Estudos associados ao comportamento lúdico em bezerros indicam que o comportamento de fome, ganho de peso reduzido, aumento de frequência de visitas à mamadeira e posições fixas por longos períodos, estão associados a uma menor quantidade de leite que normalmente devam ingerir (Vieira et al., 2008; Borderas et al., 2009). Esta série de comportamentos tem como consequência uma redução no comportamento lúdico, principalmente pelo decréscimo de energia na dieta. Além de promover o bem-estar dos animais, o comportamento lúdico cria benefícios sociais e físicos, que podem se sobressair até mesmo do estresse ao desaleitamento.
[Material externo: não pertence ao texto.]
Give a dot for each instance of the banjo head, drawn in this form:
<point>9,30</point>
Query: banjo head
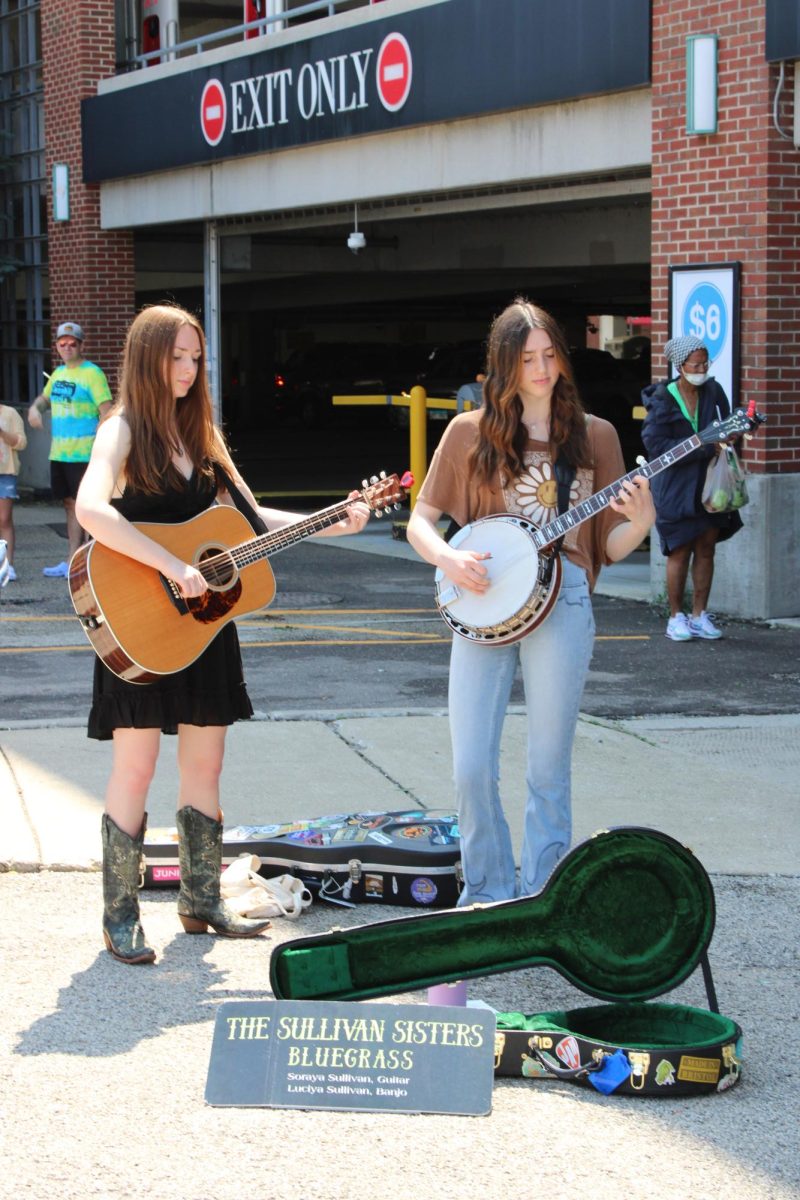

O estresse relacionado ao período de desaleitamento se dá por uma série de mudanças às quais os animais são forçados no momento em que se interrompe o fornecimento da dieta líquida. A principal é a própria forma de nutrição do animal, que muda de líquida para sólida, também a redução da quantidade de matéria seca recebida com o não fornecimento do leite e ainda, a adaptação a digestão e fermentação de alimentos própria de ruminantes. Todos estes aspectos podem ser fator de estresse caso o animal ainda não esteja preparado para esta mudança. Além disso, neste período também ocorrem alterações no manejo e nas instalações dos animais, que am muitas vezes de abrigos individuais para uma situação de agrupamento, devendo adaptar-se ao novo ambiente.
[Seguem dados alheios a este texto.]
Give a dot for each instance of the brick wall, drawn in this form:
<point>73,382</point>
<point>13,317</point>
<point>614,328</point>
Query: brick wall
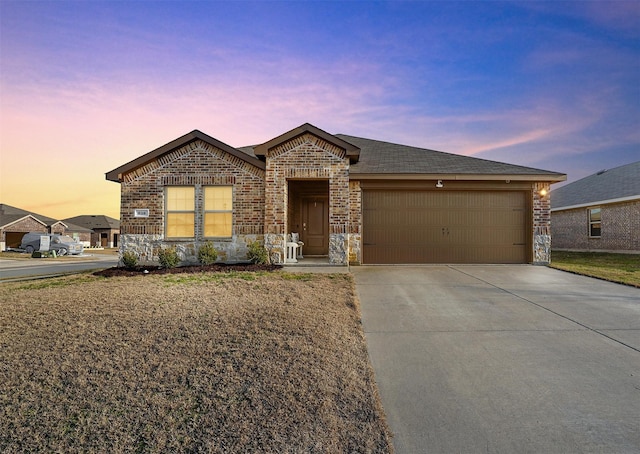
<point>355,222</point>
<point>196,164</point>
<point>620,228</point>
<point>541,206</point>
<point>307,157</point>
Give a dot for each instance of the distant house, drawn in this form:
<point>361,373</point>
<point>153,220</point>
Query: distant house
<point>15,222</point>
<point>105,230</point>
<point>349,199</point>
<point>600,212</point>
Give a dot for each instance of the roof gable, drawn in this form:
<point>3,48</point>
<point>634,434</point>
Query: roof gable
<point>379,158</point>
<point>352,151</point>
<point>617,183</point>
<point>117,174</point>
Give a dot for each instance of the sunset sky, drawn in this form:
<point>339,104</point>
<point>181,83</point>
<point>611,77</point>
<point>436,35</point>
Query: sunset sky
<point>88,86</point>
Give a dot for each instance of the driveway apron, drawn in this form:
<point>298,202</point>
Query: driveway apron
<point>503,358</point>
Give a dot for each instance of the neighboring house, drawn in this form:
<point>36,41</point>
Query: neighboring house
<point>15,222</point>
<point>600,212</point>
<point>350,199</point>
<point>105,230</point>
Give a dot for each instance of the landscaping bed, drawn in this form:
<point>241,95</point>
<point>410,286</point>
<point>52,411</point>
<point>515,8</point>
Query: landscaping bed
<point>216,268</point>
<point>190,362</point>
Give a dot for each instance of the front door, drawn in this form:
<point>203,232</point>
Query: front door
<point>315,225</point>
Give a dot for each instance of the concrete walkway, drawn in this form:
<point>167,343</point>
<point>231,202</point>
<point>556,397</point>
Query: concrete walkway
<point>503,359</point>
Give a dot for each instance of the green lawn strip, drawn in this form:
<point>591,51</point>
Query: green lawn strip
<point>619,268</point>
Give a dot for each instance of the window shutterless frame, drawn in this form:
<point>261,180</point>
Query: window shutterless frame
<point>217,211</point>
<point>595,222</point>
<point>179,212</point>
Um dos problemas de grande parte dos produtores é superestimar a maturidade dos animais para viver este período de transição pós desaleitamento, já que este é o período de maior estresse na vida dos animais. Desta forma, medidas que minimizem o impacto deste período, e reduzam o estresse ao que o animal é imposto, devem fazer parte do manejo destes animais, de forma a manter o bom desempenho obtido na fase de aleitamento. Além dos programas de desaleitamento gradual, os quais devem ser mais longos, quanto maior o fornecimento de dieta líquida, o enriquecimento ambiental pode ser utilizado para reduzir o estresse dos animais, muitas vezes reduzindo o problema de mamadas cruzadas.
Em experimento na ESALQ/USP avaliou-se o enriquecimento ambiental para bezerros recém desaleitados e inseridos em um grupo pré-formado de forma individual ou em duplas. Para o enriquecimento ambiental foram utilizados uma bola grande, um espantalho, um cone e um pneu pendurado (Figura 1). O fator mais importante neste processo tenha sido a inserção de animais aos pares no piquete, de forma que não sofressem tanto com a realocação social (hierarquia dentro do lote). No entanto, os objetos incluídos como forma de enriquecimento auxiliaram na socialização dos animais, sendo o espantalho o elemento com o qual os animais mais interagiram. A bola e o pneu também foram bastante utilizados, sendo objetos mais simples para inclusão nos piquetes de animais desaleitados.
Figura 1. Objetos de enriquecimento ambiental para bezerros leiteiros
O bem-estar de bezerros deve ser avaliado como um todo dentro do processo de crescimento e não somente avaliado através de taxas de crescimento e de morbidade. Crianças gostam de ganhar brinquedos no Natal, será que seus bezerros também não gostariam?
REFERÊNCIAS BIBLIOGRÁFICAS
BITTAR, C.M.M.; FERREIRA, C.M.M.; GALLO, M.P.C.; PAULA, M.R. Manejo alimentar de bezerras em aleitamento. In:SIMPÓSIO SOBRE NUTRIÇÃO DE BOVINOS, 9., Fealq:Piracicaba. Anais… Fealq:Piracicaba, 2011. p. 9-92.
BORDERAS, T.F., de ille´ , A.M.B., Rushen, J., 2009. Feeding behavior of calves fed small or large amounts of milk. J. Dairy Sci. 92, 2843– 2852.
VIEIRA, A., GUESDON, V., DE ILLE´ , A.M., VON KEYSERLINGK, M.A.G., WEARY, D.M., 2008. Behavioural indicators of hunger in dairy calves. Appl. Anim. Behav. Sci. 109, 180–189.
SANTOS, G.; BITTAR, C.M.M. A survey of dairy calf management practices in some producing regions in Brazil. R. Bras. Zootec., 44(10):361-370, 2015.